Dislocation-based crystal plasticity simulation on grain-size dependence of mechanical properties in dual-phase steels

TL;DR

This paper uses dislocation-based crystal plasticity finite element analysis to explore how ferrite grain size influences the mechanical properties and dislocation behavior in dual-phase steels, revealing size-dependent stress distribution and deformation mechanisms.

Contribution

It introduces a detailed dislocation-based model to explain the grain size effect on stress partitioning and deformation in dual-phase steels, highlighting the role of geometrically necessary dislocations.

Findings

Smaller ferrite grains increase GN dislocation accumulation.

Decreased ferrite grain size reduces ferritic phase deformability.

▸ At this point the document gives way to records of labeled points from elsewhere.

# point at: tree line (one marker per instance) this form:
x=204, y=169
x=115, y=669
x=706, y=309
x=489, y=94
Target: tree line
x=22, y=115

Martensitic phase deformation and dislocation density depend on ferrite grain size.

Abstract

In this study, the effect of ferrite grain size on the mechanical properties and dislocation behavior of dual-phase (DP) steel is investigated using dislocation-based crystal plasticity finite element analysis. DP steel, composed of a soft ferritic phase and a hard martensitic phase, shows mechanical properties that are significantly influenced by ferrite grain size. The mechanism underlying this grain size effect is clarified by analyzing the partitioning and distribution of stress, strain, and dislocations in each phase. Three models with the same volume fraction of martensitic phase but different ferrite grain sizes are subjected to tensile loading. Interestingly, even though only the ferrite grain size is changed, the stress in the martensitic phase exhibited a notable dependence on ferrite grain size. This can be explained as follows. Geometrically necessary (GN) dislocations accumulate on the ferrite side of the ferrite-martensite grain boundary, and the grain boundary occupancy per unit area increases as the ferrite grain size decreases. As a result, smaller ferrite grain sizes make the ferritic phase less deformable owing to the effect of GN dislocations, shifting more deformation to the martensitic phase. This behavior is confirmed by the more uniform strain distribution and partitioning observed with decreasing ferrite grain size. As the martensitic phase takes on greater deformation, the statistically stored dislocation density in the martensitic phase becomes ferrite grain size dependent, which in turn leads to the observed grain size dependence of stress in the martensitic phase.